You can provide a custom metric if you wish as long as it can be jit compiled by numba. Just specify the function as the metric instead of a metric name as a string. So for example you might have

@numba.njit()
def custom_distance_function(a, b):
    ...

index = NNDescent(metric=custom_distance_function)

The biggest hurdle here is that numba supports a (relatively large) subset of python, but can't see inside other functions, so you will need your own implementation of the distance metric, you can't just call another library (unless they have jit compiled code, or it is a C library and you use CFFI in numba). Note that a custom metric may not be as fast as many of the pre-provided metrics since the latter have had a lot of optimization work go into them.

Lastly, if you are interested in using minhash, perhaps you could consider, instead, using jaccard on a sparse matrix representation of your data -- since minhash is really just an approximation of jaccard anyway, why not use the real thing? As long as you convert the data to scipy.sparse format it will be relatively fast, and may even be competitive with naive minhash implementations.

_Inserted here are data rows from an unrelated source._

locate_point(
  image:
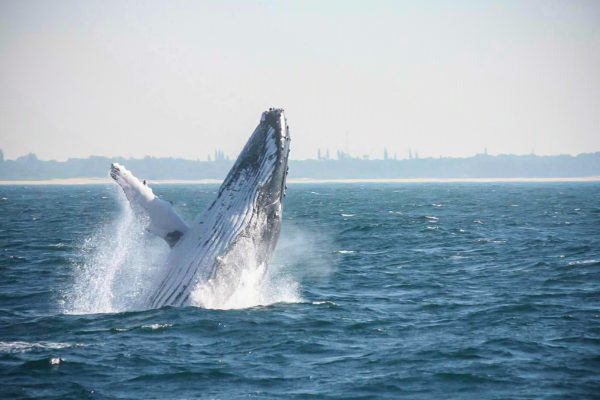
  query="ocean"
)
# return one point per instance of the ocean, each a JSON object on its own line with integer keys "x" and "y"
{"x": 376, "y": 291}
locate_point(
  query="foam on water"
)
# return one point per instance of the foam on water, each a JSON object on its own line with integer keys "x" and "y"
{"x": 121, "y": 263}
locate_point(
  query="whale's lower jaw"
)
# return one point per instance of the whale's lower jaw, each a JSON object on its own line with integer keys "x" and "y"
{"x": 240, "y": 229}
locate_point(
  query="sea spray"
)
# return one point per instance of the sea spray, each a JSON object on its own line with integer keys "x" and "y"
{"x": 120, "y": 261}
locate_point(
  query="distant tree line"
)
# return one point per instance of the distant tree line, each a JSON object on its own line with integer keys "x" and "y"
{"x": 478, "y": 166}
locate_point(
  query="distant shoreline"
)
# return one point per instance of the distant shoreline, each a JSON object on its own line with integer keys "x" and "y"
{"x": 105, "y": 181}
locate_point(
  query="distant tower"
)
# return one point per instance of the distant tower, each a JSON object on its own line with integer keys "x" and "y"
{"x": 347, "y": 143}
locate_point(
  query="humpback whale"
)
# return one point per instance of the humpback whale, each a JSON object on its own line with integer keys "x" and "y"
{"x": 238, "y": 230}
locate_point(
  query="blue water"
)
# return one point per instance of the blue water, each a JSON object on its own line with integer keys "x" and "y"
{"x": 482, "y": 291}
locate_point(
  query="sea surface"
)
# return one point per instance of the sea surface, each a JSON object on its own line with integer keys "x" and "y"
{"x": 376, "y": 291}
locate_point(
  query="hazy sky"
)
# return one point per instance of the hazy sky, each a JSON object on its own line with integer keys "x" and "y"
{"x": 179, "y": 78}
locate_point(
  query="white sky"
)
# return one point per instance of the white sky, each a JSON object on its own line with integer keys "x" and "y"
{"x": 181, "y": 78}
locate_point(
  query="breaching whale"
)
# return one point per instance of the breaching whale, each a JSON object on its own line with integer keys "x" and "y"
{"x": 238, "y": 230}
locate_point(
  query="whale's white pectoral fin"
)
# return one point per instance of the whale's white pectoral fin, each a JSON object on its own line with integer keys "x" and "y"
{"x": 163, "y": 221}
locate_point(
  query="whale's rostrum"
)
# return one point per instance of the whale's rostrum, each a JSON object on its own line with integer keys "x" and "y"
{"x": 238, "y": 230}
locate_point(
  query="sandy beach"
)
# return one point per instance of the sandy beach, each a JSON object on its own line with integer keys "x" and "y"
{"x": 104, "y": 181}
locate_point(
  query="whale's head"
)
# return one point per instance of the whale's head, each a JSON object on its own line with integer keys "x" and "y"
{"x": 238, "y": 232}
{"x": 260, "y": 170}
{"x": 263, "y": 163}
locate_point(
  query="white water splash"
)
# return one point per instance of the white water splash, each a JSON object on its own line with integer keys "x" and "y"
{"x": 121, "y": 264}
{"x": 120, "y": 261}
{"x": 241, "y": 283}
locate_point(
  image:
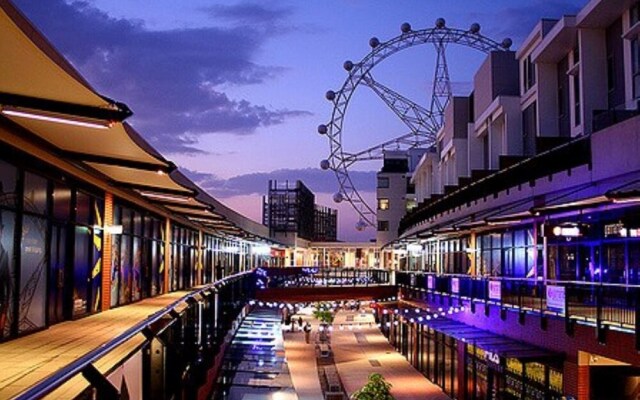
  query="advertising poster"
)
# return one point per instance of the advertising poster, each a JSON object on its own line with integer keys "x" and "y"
{"x": 7, "y": 271}
{"x": 495, "y": 290}
{"x": 556, "y": 298}
{"x": 32, "y": 274}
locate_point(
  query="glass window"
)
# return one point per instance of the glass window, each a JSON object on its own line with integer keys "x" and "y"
{"x": 61, "y": 201}
{"x": 576, "y": 100}
{"x": 634, "y": 14}
{"x": 8, "y": 178}
{"x": 83, "y": 208}
{"x": 7, "y": 271}
{"x": 35, "y": 193}
{"x": 529, "y": 129}
{"x": 383, "y": 226}
{"x": 529, "y": 73}
{"x": 635, "y": 67}
{"x": 383, "y": 204}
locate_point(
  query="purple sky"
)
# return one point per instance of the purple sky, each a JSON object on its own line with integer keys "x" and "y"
{"x": 232, "y": 91}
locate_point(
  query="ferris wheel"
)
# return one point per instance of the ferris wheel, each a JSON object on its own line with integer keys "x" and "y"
{"x": 423, "y": 123}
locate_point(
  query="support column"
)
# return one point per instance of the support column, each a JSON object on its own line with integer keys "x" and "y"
{"x": 473, "y": 251}
{"x": 167, "y": 255}
{"x": 107, "y": 243}
{"x": 199, "y": 263}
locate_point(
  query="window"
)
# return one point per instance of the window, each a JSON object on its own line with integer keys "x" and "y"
{"x": 635, "y": 67}
{"x": 528, "y": 73}
{"x": 383, "y": 183}
{"x": 411, "y": 204}
{"x": 634, "y": 14}
{"x": 576, "y": 100}
{"x": 383, "y": 204}
{"x": 383, "y": 226}
{"x": 529, "y": 130}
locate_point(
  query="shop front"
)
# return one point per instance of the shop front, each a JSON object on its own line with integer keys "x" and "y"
{"x": 470, "y": 363}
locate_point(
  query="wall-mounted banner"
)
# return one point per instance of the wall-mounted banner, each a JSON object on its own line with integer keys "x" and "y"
{"x": 430, "y": 282}
{"x": 455, "y": 285}
{"x": 495, "y": 290}
{"x": 556, "y": 298}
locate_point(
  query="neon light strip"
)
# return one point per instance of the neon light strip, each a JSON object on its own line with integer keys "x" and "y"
{"x": 59, "y": 120}
{"x": 166, "y": 197}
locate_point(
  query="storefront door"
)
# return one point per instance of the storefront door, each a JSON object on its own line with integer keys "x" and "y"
{"x": 58, "y": 262}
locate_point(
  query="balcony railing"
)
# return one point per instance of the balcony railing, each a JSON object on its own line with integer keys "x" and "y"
{"x": 181, "y": 341}
{"x": 600, "y": 304}
{"x": 320, "y": 277}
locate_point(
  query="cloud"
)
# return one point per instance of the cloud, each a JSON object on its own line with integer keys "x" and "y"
{"x": 317, "y": 180}
{"x": 268, "y": 19}
{"x": 171, "y": 79}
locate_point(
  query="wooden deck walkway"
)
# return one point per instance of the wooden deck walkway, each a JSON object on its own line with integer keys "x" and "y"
{"x": 27, "y": 360}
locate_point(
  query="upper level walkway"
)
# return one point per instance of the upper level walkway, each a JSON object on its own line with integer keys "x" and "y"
{"x": 29, "y": 359}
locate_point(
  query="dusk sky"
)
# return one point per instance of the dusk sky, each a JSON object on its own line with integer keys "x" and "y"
{"x": 233, "y": 91}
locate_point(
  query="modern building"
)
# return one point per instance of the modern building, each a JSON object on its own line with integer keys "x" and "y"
{"x": 395, "y": 192}
{"x": 91, "y": 216}
{"x": 290, "y": 213}
{"x": 527, "y": 232}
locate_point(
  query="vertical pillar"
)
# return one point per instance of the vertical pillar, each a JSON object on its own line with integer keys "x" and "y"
{"x": 167, "y": 255}
{"x": 106, "y": 252}
{"x": 199, "y": 258}
{"x": 584, "y": 384}
{"x": 472, "y": 253}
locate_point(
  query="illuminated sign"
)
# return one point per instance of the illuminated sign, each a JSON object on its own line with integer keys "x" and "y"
{"x": 430, "y": 282}
{"x": 455, "y": 285}
{"x": 615, "y": 230}
{"x": 566, "y": 231}
{"x": 495, "y": 290}
{"x": 492, "y": 357}
{"x": 556, "y": 298}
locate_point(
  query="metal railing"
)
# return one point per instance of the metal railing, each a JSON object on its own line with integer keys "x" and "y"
{"x": 320, "y": 277}
{"x": 182, "y": 333}
{"x": 601, "y": 304}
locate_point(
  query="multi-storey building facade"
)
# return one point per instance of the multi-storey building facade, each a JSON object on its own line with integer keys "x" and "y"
{"x": 290, "y": 212}
{"x": 91, "y": 216}
{"x": 533, "y": 246}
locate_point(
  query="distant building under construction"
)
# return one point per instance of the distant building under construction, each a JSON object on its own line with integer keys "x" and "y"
{"x": 290, "y": 210}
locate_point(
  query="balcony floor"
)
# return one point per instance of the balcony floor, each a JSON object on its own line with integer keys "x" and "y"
{"x": 31, "y": 358}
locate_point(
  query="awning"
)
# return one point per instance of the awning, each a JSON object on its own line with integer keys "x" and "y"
{"x": 573, "y": 199}
{"x": 141, "y": 179}
{"x": 626, "y": 193}
{"x": 489, "y": 341}
{"x": 33, "y": 75}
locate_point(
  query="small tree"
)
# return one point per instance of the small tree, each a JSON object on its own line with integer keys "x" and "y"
{"x": 375, "y": 389}
{"x": 323, "y": 313}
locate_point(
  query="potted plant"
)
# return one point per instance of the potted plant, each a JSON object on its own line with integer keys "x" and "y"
{"x": 375, "y": 389}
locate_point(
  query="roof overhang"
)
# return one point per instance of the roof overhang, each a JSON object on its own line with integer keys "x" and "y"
{"x": 558, "y": 42}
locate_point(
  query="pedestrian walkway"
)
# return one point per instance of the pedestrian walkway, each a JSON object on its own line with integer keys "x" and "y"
{"x": 301, "y": 358}
{"x": 27, "y": 360}
{"x": 254, "y": 365}
{"x": 364, "y": 350}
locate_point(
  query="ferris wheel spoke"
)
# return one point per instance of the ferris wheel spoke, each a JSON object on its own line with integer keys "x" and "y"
{"x": 423, "y": 123}
{"x": 441, "y": 92}
{"x": 416, "y": 117}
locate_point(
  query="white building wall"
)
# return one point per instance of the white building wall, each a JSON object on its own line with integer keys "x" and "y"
{"x": 593, "y": 74}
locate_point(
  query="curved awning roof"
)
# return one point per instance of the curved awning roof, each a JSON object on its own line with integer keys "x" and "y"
{"x": 32, "y": 69}
{"x": 50, "y": 104}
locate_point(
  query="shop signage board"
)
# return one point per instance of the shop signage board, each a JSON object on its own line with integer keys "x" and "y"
{"x": 455, "y": 285}
{"x": 430, "y": 282}
{"x": 495, "y": 290}
{"x": 556, "y": 298}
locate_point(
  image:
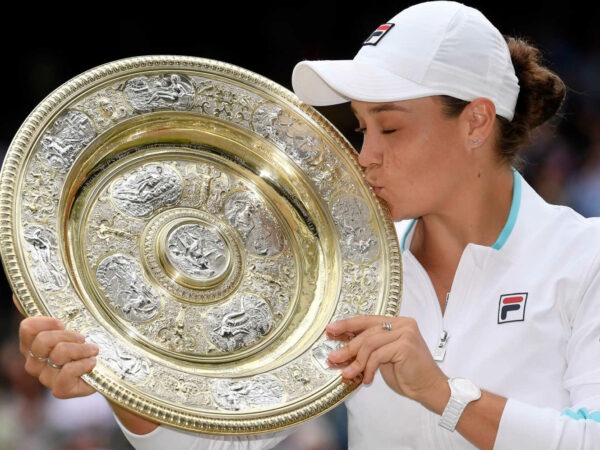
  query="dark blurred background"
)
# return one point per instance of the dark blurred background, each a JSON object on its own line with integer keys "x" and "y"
{"x": 45, "y": 46}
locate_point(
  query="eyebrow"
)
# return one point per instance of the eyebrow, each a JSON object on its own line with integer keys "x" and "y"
{"x": 383, "y": 107}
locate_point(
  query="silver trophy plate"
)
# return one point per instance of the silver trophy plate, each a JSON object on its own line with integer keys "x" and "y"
{"x": 202, "y": 226}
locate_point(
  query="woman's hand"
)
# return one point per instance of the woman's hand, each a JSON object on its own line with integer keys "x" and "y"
{"x": 56, "y": 357}
{"x": 393, "y": 345}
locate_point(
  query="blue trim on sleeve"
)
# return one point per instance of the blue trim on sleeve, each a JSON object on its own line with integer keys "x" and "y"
{"x": 406, "y": 231}
{"x": 581, "y": 414}
{"x": 514, "y": 212}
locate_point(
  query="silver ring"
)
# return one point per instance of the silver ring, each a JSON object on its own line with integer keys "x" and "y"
{"x": 34, "y": 356}
{"x": 53, "y": 364}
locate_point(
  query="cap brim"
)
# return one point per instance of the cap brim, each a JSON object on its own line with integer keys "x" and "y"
{"x": 327, "y": 82}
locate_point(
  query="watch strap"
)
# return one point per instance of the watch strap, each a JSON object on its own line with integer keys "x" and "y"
{"x": 451, "y": 414}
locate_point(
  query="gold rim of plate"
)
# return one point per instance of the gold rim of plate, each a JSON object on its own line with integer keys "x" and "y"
{"x": 202, "y": 226}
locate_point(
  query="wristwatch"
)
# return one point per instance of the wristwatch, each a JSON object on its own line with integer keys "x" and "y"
{"x": 462, "y": 392}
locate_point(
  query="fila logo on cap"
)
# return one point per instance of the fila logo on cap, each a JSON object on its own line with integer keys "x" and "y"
{"x": 378, "y": 34}
{"x": 512, "y": 307}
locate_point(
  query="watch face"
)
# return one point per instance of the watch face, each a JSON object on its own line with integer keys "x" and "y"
{"x": 464, "y": 390}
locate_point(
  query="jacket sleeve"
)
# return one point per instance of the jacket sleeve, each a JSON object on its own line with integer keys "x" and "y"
{"x": 175, "y": 439}
{"x": 526, "y": 426}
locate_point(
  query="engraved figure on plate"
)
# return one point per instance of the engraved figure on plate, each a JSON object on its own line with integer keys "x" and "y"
{"x": 239, "y": 323}
{"x": 144, "y": 190}
{"x": 257, "y": 227}
{"x": 168, "y": 91}
{"x": 352, "y": 217}
{"x": 239, "y": 395}
{"x": 198, "y": 251}
{"x": 71, "y": 132}
{"x": 133, "y": 298}
{"x": 42, "y": 244}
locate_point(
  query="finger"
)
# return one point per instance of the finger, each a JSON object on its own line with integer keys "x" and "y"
{"x": 66, "y": 351}
{"x": 354, "y": 325}
{"x": 355, "y": 355}
{"x": 67, "y": 382}
{"x": 18, "y": 305}
{"x": 30, "y": 327}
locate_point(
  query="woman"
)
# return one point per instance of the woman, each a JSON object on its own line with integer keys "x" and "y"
{"x": 497, "y": 340}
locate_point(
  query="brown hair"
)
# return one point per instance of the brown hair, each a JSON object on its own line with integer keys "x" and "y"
{"x": 541, "y": 96}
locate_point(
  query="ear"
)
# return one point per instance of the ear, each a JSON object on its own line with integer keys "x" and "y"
{"x": 481, "y": 117}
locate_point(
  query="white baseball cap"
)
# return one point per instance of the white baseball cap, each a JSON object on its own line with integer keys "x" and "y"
{"x": 431, "y": 48}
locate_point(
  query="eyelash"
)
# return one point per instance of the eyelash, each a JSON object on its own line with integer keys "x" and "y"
{"x": 362, "y": 130}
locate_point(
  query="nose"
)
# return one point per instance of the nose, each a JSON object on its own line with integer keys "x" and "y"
{"x": 368, "y": 155}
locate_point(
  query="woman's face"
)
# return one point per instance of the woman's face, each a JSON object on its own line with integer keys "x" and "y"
{"x": 413, "y": 156}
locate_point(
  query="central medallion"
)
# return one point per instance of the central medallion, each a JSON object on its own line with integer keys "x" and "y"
{"x": 195, "y": 254}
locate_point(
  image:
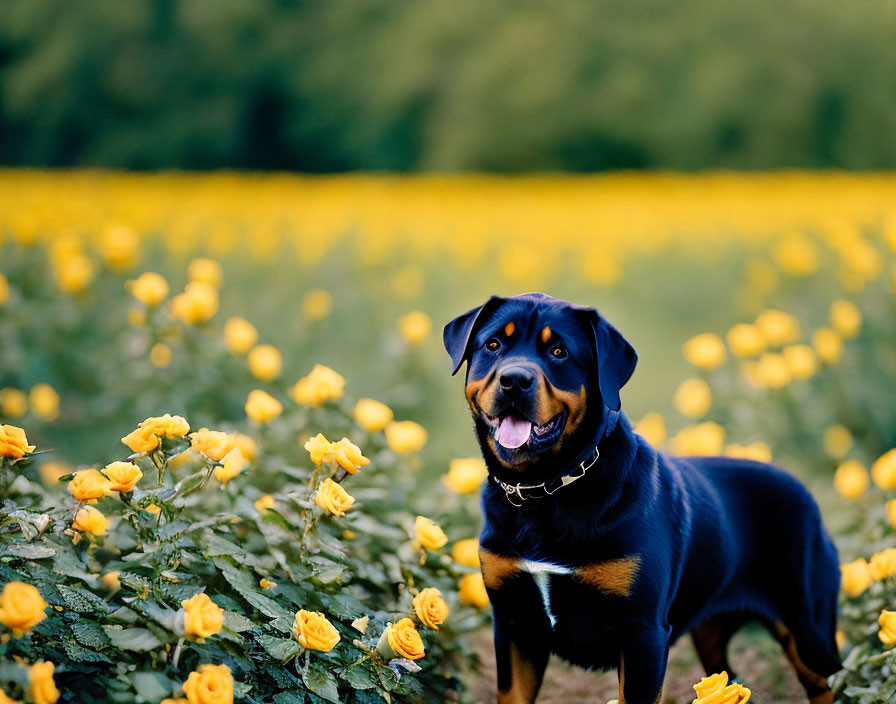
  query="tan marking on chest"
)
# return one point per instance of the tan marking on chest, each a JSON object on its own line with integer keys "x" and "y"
{"x": 497, "y": 569}
{"x": 612, "y": 576}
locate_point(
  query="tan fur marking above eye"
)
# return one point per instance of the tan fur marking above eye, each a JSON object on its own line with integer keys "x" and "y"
{"x": 497, "y": 569}
{"x": 611, "y": 576}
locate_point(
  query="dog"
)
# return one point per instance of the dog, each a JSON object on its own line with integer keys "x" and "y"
{"x": 602, "y": 550}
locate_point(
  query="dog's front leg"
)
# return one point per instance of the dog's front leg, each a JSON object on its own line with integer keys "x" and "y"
{"x": 521, "y": 664}
{"x": 642, "y": 667}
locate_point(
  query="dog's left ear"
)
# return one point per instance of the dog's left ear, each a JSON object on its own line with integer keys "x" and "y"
{"x": 458, "y": 333}
{"x": 616, "y": 358}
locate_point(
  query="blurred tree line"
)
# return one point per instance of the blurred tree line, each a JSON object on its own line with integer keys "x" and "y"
{"x": 332, "y": 85}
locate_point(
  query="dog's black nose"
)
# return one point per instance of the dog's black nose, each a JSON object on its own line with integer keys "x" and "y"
{"x": 516, "y": 378}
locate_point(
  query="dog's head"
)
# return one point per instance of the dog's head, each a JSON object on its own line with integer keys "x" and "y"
{"x": 541, "y": 374}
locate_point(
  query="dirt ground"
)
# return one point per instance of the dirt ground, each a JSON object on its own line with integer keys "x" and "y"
{"x": 759, "y": 661}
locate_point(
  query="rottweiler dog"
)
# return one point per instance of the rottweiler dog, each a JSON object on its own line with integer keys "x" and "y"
{"x": 602, "y": 550}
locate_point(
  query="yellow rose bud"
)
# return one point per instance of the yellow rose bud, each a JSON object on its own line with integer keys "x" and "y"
{"x": 89, "y": 484}
{"x": 13, "y": 403}
{"x": 428, "y": 534}
{"x": 887, "y": 633}
{"x": 404, "y": 640}
{"x": 406, "y": 436}
{"x": 149, "y": 288}
{"x": 13, "y": 443}
{"x": 265, "y": 362}
{"x": 415, "y": 327}
{"x": 21, "y": 607}
{"x": 317, "y": 304}
{"x": 828, "y": 344}
{"x": 213, "y": 444}
{"x": 314, "y": 631}
{"x": 705, "y": 351}
{"x": 202, "y": 617}
{"x": 348, "y": 456}
{"x": 123, "y": 475}
{"x": 240, "y": 336}
{"x": 262, "y": 407}
{"x": 430, "y": 607}
{"x": 466, "y": 552}
{"x": 693, "y": 398}
{"x": 372, "y": 415}
{"x": 855, "y": 577}
{"x": 465, "y": 475}
{"x": 41, "y": 686}
{"x": 234, "y": 463}
{"x": 331, "y": 497}
{"x": 745, "y": 340}
{"x": 851, "y": 480}
{"x": 472, "y": 591}
{"x": 264, "y": 503}
{"x": 883, "y": 471}
{"x": 44, "y": 402}
{"x": 652, "y": 427}
{"x": 90, "y": 520}
{"x": 210, "y": 684}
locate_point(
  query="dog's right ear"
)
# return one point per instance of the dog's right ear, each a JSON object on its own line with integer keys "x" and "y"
{"x": 459, "y": 332}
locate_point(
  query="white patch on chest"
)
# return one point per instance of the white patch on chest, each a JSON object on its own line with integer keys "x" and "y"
{"x": 541, "y": 572}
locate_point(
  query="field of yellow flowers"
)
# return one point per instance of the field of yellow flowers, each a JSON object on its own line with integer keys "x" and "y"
{"x": 233, "y": 464}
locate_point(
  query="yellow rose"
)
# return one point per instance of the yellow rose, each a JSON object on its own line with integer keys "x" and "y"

jianshu93 commented 2 years ago

hello Leland,

Thanks for the suggestion on MinHash, the problem for me is, the matrix representation of my data (dimension) is huge, 10^6 or above (and there are 10^6 of such data vector ), so to have fast approximation of Jaccard index, there are no choice for me right now but MinHash approximation. I understand the jit complied part and the MinHash software I am relying on is actually a C++ library. So it may be difficult to incorporate it or supported by jit since I am not family with JIT at all.

I am thinking kgraph C++ library here(https://github.com/aaalgo/kgraph) since Jaccard is a metric.

Thanks for your help.

Jianshu

lmcinnes commented 2 years ago

The ability to compute jaccard using sparse structure is dependent on the number of non-zeros per row, not on the actual dimension. So 10^6 dimensions might be fine if most of the data are zeros. This is very often the case for data with that many dimensions.

If you still need to use minhash then as long as you can import the function via ctypes then you should be able to use it within a numba jitted function -- you'll just have to be careful with what you pass it.